The new Metro Rail Policy promises to open a big window for private investments across the country. Cabinet has made public-private partnership (PPP) component mandatory for availing central assistance for new metro projects.
"Private participation could be either for complete provision of metro rail or for some unbundled components like automatic fare collection, operation and maintenance of services" the policy noted.

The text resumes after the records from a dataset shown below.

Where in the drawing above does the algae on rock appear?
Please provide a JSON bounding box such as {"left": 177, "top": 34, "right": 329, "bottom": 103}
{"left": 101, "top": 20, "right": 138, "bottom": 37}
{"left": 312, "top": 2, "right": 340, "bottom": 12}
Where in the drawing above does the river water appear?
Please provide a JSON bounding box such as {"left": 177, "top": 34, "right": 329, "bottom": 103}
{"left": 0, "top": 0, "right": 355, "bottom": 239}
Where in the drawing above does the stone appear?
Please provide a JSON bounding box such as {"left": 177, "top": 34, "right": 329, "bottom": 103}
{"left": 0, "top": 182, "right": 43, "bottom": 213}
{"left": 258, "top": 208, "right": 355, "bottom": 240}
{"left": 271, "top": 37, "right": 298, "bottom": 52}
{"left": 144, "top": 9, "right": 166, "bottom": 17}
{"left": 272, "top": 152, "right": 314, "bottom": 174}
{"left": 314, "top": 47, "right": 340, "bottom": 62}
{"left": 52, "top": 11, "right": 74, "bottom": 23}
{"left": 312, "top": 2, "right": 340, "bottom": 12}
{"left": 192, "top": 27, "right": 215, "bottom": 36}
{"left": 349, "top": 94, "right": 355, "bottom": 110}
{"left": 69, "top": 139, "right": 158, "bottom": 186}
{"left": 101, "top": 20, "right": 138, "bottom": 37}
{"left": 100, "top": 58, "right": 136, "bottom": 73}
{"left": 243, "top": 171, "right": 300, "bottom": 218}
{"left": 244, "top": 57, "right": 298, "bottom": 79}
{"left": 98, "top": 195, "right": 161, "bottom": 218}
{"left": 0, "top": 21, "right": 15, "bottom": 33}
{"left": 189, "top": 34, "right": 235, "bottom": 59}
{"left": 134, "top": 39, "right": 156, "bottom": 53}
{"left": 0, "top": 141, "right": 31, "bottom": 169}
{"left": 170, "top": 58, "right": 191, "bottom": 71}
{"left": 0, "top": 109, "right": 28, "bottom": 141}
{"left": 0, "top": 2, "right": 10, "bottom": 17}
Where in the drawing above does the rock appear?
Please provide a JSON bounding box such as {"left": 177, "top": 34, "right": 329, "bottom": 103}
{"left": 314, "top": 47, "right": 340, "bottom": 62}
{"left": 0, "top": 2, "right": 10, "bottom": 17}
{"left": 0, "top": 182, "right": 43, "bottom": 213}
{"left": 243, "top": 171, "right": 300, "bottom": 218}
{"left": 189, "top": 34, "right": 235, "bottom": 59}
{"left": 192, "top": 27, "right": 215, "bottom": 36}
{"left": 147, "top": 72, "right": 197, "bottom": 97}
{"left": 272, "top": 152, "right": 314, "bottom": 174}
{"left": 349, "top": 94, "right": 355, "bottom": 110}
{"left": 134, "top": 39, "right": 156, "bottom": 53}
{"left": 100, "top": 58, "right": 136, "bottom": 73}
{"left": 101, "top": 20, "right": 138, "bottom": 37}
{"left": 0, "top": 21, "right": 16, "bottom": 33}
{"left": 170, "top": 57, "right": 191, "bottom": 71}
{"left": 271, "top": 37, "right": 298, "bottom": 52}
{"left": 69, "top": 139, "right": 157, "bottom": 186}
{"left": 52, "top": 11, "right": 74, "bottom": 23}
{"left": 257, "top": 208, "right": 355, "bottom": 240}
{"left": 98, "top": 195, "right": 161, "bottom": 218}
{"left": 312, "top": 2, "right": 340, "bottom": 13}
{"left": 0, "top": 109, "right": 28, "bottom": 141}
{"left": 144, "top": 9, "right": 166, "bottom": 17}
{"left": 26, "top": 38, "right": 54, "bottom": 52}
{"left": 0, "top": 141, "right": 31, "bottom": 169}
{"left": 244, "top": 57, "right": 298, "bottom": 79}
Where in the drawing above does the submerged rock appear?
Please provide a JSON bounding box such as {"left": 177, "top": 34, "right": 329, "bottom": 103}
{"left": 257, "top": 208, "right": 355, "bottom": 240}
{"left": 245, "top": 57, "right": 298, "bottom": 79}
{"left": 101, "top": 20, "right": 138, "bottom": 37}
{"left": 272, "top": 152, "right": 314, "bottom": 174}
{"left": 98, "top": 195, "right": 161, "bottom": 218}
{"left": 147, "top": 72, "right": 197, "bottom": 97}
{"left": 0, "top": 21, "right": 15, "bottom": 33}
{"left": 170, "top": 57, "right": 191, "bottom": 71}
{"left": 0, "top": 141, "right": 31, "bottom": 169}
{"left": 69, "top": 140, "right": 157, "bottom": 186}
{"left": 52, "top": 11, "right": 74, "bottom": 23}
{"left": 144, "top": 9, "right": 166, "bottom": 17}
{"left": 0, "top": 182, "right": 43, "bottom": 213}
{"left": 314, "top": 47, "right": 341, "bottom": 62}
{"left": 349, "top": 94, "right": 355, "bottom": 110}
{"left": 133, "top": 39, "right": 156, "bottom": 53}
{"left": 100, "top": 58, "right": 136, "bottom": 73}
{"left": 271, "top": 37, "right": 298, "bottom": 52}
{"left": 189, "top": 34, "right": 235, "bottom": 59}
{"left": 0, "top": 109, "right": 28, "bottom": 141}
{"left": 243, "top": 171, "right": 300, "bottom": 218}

The policy ensures that least cost mass transit mode is selected for public transport. It makes evaluation of all modes of mass transit like BRTS (Bus Rapid Transit System), Light Rail Transit, Tramway mandatory before going ahead with cost intensive metro projects. Jaipur Metro, which was the first metro in a Tier-2 city in the country, had witnessed a steep fall in its ridership in the last two years of its operation. It's not just the footfall that came down, the operational cost of the metro was way more than the revenue.
The new policy empowers states to make rules and regulations and set up permanent Fare Fixation Authority for timely revision of fares. It also provides for rigorous assessment of new metro proposals and proposes an independent third party assessment by agencies to be identified by the government.
The policy offers three options to states for availing central assistance. These include; PPP with central assistance under the Viability Gap Funding scheme of the Ministry of Finance, Grant by Government of India under which 10% of the project cost will be given as lump sum central assistance and 50:50 Equity sharing model between central and state governments. Under all these options, private participation, however, is mandatory.
Under the policy, states need to adopt mechanisms like Value Capture Financing and issuance of corporate bonds to raise capital for financing metro projects.
To provide last mile connectivity for commuters, the new policy focuses on a catchment area of 5 kms. on either side of metro stations which requires states to commit in project reports to provide necessary last mile connectivity through feeder services, walking and cycling pathways.
Taking note of substantial social, economic and environmental gains of metro projects, the Policy stipulated a shift from the present 'Financial Internal Rate of Return of 8 per cent' to 'Economic Internal Rate of Return of 14 per cent' for approving metro projects, in line with global practices.
Currently, metro projects with a total length of 370 kms are operational in 8 cities such as Delhi (217 kms), Bengaluru (42.30 kms), Kolkata (27.39 kms), Chennai (27.36 kms), Kochi (13.30 kms), Mumbai (Metro Line 1-11.40 km, Mono Rail Phase 1-9.0 km), Jaipur-9.00 kms and Gurugram (Rapid Metro-1.60 km).
Metro Projects with a total length of 537 kms are in progress in 13 cities including the eight mentioned above. New cities acquiring metro services are; Hyderabad (71 kms), Nagpur (38 kms), Ahmedabad (36 kms), Pune (31.25 kms) and Lucknow (23 kms).